27th August:
The root cause of social problems like youth crime and obesity is one
simple thing: education.
Or, to be more precise, a lack thereof.
I know people who have barely had two pennies to rub together in the past, but they did not have a compulsion to go out and steal cars and blame society for their actions, nor feel the need to eat at Burger King five times a week and then pull a surprised face when their GP told them they had chronic heart disease. I am guessing this is because they were brought up and educated in an environment where their parents had a strong moral compass, and they believed that hard work and diligence would see them alright. The importance of this parental influence cannot be underestimated.
Television is currently full of programmes like ‘Supernanny’, which seem to involve an endless and gormless stream of fat and foul-mouthed parents queuing up to explain, usually with a perplexed look and a cigarette hanging out of one side of their mouths, to the resident child behavioural expert just what a fucking little shit young Justin has been recently. I am embellishing a little, of course, but it doesn’t take a leap of genius to see where young Justin got it all from...

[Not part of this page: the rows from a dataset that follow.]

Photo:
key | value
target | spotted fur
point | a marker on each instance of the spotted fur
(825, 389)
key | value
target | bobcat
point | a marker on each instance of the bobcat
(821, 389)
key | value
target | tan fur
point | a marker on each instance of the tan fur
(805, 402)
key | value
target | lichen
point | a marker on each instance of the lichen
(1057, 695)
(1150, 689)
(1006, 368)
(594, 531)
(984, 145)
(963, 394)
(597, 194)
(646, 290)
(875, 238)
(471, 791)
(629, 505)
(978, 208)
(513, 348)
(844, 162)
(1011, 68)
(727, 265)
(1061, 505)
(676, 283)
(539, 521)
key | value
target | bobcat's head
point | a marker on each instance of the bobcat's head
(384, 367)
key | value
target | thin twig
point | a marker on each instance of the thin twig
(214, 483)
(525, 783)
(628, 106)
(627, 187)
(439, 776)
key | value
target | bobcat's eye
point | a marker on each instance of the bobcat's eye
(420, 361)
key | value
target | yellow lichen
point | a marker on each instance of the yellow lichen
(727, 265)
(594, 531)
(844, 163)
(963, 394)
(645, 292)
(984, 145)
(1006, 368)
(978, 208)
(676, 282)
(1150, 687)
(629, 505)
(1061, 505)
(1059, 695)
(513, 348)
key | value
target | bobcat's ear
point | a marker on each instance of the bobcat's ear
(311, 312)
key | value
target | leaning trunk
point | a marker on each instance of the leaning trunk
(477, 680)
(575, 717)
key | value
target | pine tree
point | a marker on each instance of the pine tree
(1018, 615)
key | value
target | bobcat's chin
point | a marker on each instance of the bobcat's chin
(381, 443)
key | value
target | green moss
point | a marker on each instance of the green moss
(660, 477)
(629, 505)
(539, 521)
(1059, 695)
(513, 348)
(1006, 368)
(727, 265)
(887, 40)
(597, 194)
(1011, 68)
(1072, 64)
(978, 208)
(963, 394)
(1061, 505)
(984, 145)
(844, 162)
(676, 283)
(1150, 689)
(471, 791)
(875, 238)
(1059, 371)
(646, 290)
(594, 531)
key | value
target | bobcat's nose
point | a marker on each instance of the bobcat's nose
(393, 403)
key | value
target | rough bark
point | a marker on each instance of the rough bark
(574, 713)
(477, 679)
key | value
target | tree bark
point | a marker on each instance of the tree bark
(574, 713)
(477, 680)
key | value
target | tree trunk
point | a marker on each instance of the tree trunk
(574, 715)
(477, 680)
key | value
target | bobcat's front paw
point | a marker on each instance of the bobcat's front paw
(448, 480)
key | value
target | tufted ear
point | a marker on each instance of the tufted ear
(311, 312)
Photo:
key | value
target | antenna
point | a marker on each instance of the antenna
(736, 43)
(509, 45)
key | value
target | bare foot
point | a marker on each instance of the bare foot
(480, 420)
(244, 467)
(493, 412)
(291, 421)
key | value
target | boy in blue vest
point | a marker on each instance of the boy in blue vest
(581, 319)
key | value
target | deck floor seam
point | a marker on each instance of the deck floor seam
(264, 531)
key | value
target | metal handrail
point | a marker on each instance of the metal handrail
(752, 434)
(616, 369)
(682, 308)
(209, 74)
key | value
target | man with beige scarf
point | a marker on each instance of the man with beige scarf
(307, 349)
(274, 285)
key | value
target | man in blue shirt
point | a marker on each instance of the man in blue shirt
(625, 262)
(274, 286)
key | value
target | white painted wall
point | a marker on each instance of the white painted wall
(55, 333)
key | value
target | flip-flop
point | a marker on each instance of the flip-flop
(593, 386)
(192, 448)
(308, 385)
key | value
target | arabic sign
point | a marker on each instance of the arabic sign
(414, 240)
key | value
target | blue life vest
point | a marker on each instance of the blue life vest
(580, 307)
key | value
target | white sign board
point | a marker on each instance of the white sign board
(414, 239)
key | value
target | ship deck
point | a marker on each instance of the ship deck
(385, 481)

Our baby daughter recently embarked upon the new adventure in alimentation we call ‘solids’. Which coincidentally enough led to the new adventure in retching we now call ‘nappy changing’. Being responsible and caring parents, we have started making purees of organic meat, fruit and vegetables which our offspring takes great delight in partly eating and partly redecorating with. It’s all part of the learning process, I tell myself. Food is, after all, partly social as well as being a necessity. Our local Health Visitor recently commented that we should probably be moving up a gear and offering our daughter solid food 3 times a day instead of the current 2. When asked for suitable breakfast suggestions, she helpfully offered us ‘cheese on toast’. Our daughter is 7 months old. And the government wonders why everyone is fat…
All too often, poverty is used as an excuse for criminality. It’s an argument that I have little time for. People with very little money might covet things owned by people with more, but there’s still a massive moral jump between coveting something and smashing someone in the face with a beer bottle so you can help yourself to it.
Nobody has an automatic right to wealth or happiness in this world. You have to work hard to achieve both. We should educate our children accordingly and stamp-down on the idea that the secret to success lies with short-cuts and quick fixes.
They just land you in jail or make you fat.